Peter Schiff: We’ve Sold Our Monetary Souls to The Devil
The comments below are an edited and abridged synopsis of an article by SchiffGold
Stocks continue to surge thanks to optimism about a Covid-19 vaccine. Of course, stocks have been on a bull run ever since their big drop at the beginning of the pandemic. This led Peter Schiff to ask, if Covid-19 didn’t hurt the stock market, why should a vaccine help?
Moderna and Pfizer have developed vaccines; stocks went up and gold sold off, but why is the market rallying on a Covid vaccine?
With a Covid vaccine, people can go back to work. More people will be traveling and doing things that they used to do pre-Covid. That is good news, except none of the bad news was ever priced into the stock market. The stock market is not down because of Covid; it’s at record highs. So, if the stock market didn’t go down because of the Covid pandemic, why should it rally if the Covid pandemic is coming to an end?
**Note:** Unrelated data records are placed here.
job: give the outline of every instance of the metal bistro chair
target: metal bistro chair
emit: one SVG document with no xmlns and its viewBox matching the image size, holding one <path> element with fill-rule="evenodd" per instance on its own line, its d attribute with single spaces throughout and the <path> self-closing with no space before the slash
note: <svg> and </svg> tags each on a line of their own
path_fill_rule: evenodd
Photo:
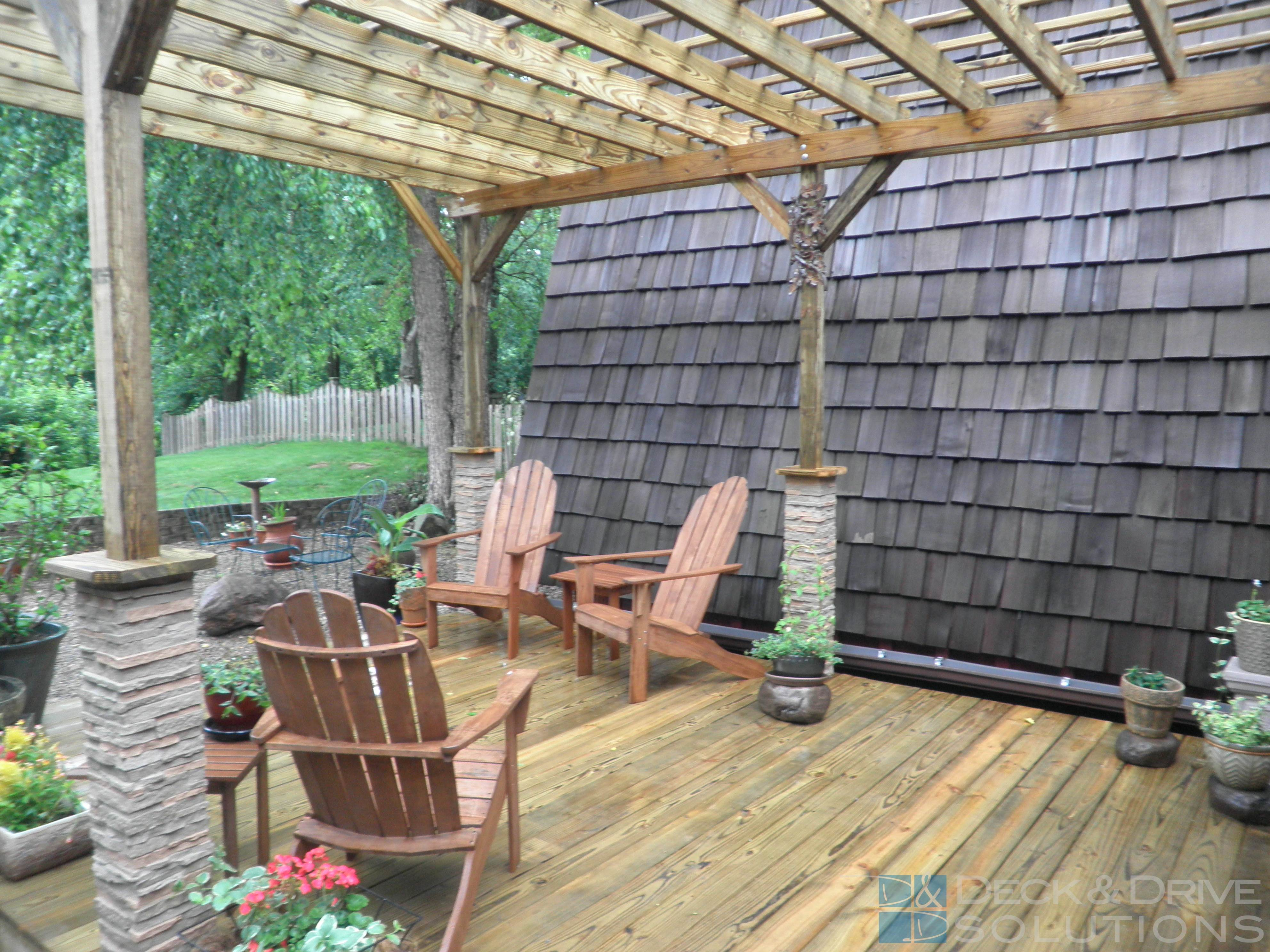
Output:
<svg viewBox="0 0 1270 952">
<path fill-rule="evenodd" d="M 310 536 L 296 534 L 305 542 L 311 543 L 306 551 L 291 556 L 291 561 L 297 569 L 311 569 L 314 571 L 314 590 L 318 589 L 318 569 L 330 567 L 331 580 L 335 578 L 334 566 L 347 562 L 353 557 L 353 539 L 357 538 L 357 522 L 362 509 L 356 498 L 337 499 L 323 506 L 314 523 Z"/>
<path fill-rule="evenodd" d="M 196 486 L 183 503 L 194 541 L 204 548 L 222 548 L 234 539 L 225 536 L 225 527 L 234 522 L 251 522 L 250 513 L 235 513 L 229 498 L 218 489 Z M 236 548 L 231 548 L 237 555 Z"/>
</svg>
The only thing that makes sense is that traders know it doesn’t really matter what happens with Covid; it’s the stimulus that has kept the market up when it should have sold off due to the economic effects of the pandemic.
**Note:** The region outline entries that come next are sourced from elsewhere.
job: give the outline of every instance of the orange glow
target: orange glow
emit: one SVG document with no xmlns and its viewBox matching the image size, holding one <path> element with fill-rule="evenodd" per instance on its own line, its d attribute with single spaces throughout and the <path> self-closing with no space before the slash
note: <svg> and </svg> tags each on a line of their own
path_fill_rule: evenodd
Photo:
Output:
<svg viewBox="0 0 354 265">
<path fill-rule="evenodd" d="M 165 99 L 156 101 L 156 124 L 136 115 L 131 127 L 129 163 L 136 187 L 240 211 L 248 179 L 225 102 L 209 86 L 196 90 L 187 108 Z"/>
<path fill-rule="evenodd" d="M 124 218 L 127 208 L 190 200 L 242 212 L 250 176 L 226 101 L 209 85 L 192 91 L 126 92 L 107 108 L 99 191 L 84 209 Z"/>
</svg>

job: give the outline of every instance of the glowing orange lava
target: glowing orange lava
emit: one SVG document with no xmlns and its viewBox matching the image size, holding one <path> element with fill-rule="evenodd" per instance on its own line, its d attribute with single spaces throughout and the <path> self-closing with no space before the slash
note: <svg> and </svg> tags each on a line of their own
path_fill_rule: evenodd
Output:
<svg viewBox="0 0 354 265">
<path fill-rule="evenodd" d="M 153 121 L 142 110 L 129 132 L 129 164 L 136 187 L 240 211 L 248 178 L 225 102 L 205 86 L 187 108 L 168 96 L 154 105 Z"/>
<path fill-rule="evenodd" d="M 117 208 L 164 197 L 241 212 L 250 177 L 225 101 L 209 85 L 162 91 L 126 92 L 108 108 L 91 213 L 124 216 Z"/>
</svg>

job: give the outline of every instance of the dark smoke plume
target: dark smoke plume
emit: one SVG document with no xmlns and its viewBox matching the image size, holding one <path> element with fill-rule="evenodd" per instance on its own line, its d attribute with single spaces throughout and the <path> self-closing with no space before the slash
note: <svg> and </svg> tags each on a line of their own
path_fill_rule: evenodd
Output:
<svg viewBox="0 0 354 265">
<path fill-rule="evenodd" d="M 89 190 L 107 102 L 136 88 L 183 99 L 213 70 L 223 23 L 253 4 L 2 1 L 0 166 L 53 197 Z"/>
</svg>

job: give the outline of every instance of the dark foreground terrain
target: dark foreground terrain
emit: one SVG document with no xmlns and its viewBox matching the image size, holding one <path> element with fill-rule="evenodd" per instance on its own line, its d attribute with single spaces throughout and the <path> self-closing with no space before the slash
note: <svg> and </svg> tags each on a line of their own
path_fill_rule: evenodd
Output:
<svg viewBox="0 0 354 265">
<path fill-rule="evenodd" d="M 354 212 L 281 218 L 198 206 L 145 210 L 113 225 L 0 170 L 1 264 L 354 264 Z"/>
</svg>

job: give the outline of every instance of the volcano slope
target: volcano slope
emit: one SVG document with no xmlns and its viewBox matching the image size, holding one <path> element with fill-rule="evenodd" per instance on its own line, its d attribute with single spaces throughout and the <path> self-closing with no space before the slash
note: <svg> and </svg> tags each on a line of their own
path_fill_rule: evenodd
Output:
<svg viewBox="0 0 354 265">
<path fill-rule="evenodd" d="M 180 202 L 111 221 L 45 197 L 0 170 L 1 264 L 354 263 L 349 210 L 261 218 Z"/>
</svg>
Fed Chair Jay Powell said recently that the Fed cannot end emergency measures too soon and called on Congress to pass additional fiscal stimulus. In simple terms, the Fed has no way out. A Covid vaccine could help the economy improve, and earnings will likely increase, but the monetary stimulus will continue as well.
A Covid vaccine is not bearish for gold: “People weren’t buying gold because of Covid. They were buying gold because of the monetary and fiscal policy that was a response to Covid. Well, since those policies are not going to go away—in fact, they’re going to get worse, we’re going to have even more monetary and fiscal stimulus, even if these vaccines work than we had before. So, there’s no reason to be selling gold based on a Covid vaccine. You should be buying gold based on the reality that it doesn’t matter what happens to Covid. We’re going to keep printing money and we’re going to keep interest rates artificially low,” said Peter Schiff.